Saturday, November 18th, 2017

AGF money manager report March 2012

Rory Flynn, AGF International Advisors Chief Investment Officer since Sept. 2011 and with AGFIA since 1992, spoke to financial advisors by webcast.

Funds managed by AGFIA have experienced below average performance over the last four years due to their relatively high investment in European companies and European financial companies in particular.  The companies owned by the funds continue to do brisk business and in many cases are taking advantage of their weaker competitors to emerge stronger for the next economic cycle.

Since the fall of 2011 Rory has adjusted the risk controls on the funds by setting limits on exposure to any particular sector, requiring some content from different sectors and reducing the maximum investment in any one company.  AGF Global Value will now hold no more than 5% in one company and will hold between 50 and 70 companies at any one time.  While this is a modest overall change, the managers believe it will reduce the fund’s price fluctuations over time with the same expected returns.

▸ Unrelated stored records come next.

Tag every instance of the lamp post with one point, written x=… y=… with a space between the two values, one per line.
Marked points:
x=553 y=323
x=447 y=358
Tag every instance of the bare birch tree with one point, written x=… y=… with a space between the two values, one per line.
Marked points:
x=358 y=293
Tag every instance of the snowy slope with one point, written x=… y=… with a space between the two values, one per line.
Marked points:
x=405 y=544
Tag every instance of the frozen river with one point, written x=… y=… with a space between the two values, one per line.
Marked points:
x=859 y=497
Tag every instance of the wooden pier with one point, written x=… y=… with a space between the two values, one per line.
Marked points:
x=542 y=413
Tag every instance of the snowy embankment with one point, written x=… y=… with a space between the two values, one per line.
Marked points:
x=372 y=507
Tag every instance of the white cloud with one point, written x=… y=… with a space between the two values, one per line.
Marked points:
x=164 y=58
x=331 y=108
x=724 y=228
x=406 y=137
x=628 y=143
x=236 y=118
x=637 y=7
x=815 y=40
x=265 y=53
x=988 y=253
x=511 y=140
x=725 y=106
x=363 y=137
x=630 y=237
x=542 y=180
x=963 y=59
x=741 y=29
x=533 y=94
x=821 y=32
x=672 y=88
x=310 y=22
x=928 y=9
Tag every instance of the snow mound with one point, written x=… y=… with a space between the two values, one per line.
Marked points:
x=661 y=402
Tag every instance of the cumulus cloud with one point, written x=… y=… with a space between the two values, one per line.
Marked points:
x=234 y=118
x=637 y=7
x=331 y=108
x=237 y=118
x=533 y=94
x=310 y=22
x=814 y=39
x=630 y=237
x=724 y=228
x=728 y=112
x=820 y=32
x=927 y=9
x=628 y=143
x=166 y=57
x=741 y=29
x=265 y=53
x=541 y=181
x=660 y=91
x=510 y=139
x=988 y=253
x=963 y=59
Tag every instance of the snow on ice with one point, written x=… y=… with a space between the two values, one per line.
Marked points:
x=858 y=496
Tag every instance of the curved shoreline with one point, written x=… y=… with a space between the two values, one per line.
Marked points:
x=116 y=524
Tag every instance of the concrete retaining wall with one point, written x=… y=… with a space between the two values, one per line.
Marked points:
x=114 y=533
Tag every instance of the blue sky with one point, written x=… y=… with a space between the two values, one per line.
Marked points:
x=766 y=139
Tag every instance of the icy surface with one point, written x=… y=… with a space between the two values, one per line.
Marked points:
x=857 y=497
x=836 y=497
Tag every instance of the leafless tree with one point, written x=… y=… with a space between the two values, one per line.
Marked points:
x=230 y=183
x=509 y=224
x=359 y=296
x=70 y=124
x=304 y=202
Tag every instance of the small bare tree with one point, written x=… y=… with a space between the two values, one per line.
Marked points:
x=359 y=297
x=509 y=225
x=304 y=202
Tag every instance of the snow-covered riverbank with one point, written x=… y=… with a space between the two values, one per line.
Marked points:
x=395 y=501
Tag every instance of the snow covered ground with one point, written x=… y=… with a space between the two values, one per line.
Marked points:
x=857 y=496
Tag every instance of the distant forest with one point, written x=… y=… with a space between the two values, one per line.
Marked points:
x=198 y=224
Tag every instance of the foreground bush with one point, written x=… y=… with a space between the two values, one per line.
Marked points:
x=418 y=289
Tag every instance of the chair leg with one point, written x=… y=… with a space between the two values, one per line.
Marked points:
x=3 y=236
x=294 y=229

The dividend yield of the companies in AGF Global Value is currently 4.8% and the earnings yield is about 9%.  Companies pay dividends to investors from their total earnings, and may use the rest of their earnings to build cash, pay down debt, grow their business, buy back their shares or make acquisitions – all of which are good for investors.  This is in an environment where long term government bonds pay about 2%.  This is quite remarkable since on average, dividends double in 10 years and so do share prices, while a bond has a fixed value and a fixed income.  This indicates a deep level of fear in the minds of investors, since by choosing bonds they are accepting an income 60% lower than dividend yields and  78% lower than earnings yields in order to have higher investment price stability.

In summary, equity prices are low in both historical and relative (compared to bonds) terms and this bodes very well for future returns.  Markets have been consolidating for some time now and it appears that phase may be over, with significant gains in just the last few months perhaps indicating the next part of a return up to historically normal price levels.